Jeff is a self-made man: with his new condo and telecommuting job, cash, and good looks, he'd seem to have it all. Yet in the second story of this collection, "The Dealer", author Richard Burgin creates a complicated persona that is distinctly childish and insecure. But he's not simply a dumb guy; that would be too easy. Rather it's the disparity between his sense and naivete that makes the character so intriguing. It's not easy to write someone so complicated without the reader impatiently dismissing the character as stupid. Yes, he makes stupid choices, but it's the normal ones that are the most revealing.
In the story, "The Dealer", Jeff befriends a fast-talking musician that plays basketball in the neighborhood and conveniently supplies Jeff with pot. Of course, he has a cool name, "Dash", and appears to be the role model that the more conventionally successful Jeff aspires to. Yet, as shown in the quote above, their friendship seems to be based on more of a nine-year-old awareness than a grown man; while they play basketball at the school, the clue is that Jeff calls it "the playground". Burgin creates an uneasy relationship between the two that hinges on Jeff's unwitting struggle to find a friend.

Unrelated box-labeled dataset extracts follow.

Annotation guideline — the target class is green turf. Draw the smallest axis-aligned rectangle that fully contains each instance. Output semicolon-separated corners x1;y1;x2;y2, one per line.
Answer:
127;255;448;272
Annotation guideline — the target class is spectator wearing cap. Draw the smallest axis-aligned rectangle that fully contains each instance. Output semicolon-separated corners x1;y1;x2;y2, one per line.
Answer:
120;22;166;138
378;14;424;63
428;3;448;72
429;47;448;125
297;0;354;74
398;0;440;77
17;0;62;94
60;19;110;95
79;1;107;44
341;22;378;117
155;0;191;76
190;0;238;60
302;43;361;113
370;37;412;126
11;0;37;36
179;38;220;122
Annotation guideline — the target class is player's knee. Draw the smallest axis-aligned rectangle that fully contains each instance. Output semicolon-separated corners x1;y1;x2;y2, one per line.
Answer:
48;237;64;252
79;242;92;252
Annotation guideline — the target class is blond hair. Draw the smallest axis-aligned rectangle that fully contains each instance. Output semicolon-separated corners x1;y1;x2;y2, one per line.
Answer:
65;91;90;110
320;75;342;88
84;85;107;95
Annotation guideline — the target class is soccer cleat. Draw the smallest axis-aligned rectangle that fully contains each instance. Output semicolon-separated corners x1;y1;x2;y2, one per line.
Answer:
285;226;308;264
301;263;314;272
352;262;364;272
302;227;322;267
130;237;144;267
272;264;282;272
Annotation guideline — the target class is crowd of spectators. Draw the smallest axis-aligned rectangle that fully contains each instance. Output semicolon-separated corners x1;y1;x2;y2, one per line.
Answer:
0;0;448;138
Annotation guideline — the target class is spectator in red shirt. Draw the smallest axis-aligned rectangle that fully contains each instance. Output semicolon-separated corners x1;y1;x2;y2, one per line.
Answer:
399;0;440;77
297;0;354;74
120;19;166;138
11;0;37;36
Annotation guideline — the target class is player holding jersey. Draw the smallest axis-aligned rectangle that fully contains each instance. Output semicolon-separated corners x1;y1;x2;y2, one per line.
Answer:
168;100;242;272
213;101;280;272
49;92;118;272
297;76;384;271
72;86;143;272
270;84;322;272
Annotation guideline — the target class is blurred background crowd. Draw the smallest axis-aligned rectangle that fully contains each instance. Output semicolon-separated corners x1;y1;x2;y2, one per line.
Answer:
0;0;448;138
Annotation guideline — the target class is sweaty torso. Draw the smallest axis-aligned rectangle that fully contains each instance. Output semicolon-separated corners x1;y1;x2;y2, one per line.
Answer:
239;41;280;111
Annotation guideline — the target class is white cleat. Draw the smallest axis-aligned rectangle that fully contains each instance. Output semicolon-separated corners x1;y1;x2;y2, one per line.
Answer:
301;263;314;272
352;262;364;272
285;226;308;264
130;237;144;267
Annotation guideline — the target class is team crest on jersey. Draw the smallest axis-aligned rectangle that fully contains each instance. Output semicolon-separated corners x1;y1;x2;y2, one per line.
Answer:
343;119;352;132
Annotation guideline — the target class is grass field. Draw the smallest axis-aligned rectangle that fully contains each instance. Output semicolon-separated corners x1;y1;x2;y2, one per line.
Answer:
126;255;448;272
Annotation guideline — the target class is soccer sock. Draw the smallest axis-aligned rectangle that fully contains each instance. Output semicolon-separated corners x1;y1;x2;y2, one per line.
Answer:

My favorite of the collection is "Memo and Oblivion," a futuristic story about battling pharmaceutical companies, one of whom has created the pill "Memo" to restore every personal experience and memory to those that take it. "Oblivion" is marketed by another secret organization and promises "to obliterate only painful human memories." Immediately the contrast engages the reader: which would they choose? To be able to remember the first time you bit into an apple? Or to be able to completely erase a painful event?
As the two companies struggle with trade secrets and human testing, the level of tension arises as to what side effects the pills may create. Burgin pokes at different concerns, from legality to ethics, as his characters discover for themselves that all choices have consequences, no matter how well-intended. This story could stand alone and would make a great movie.
"Memorial Day" tells of a grieving son, left with money to burn, travelling to find a purpose for his suddenly empty life. In London, he meets a woman that defies his expectations, and vice versa. The two are strangely connected, and what ends up happening reminds the reader of the adage, "he who hesitates is lost".
While the stories are random and varied, all have a sense of humor and a wry look at modern life. They leave the reader sensing that they need to answer for themselves the questions that were cleverly proposed and threaded into the narratives.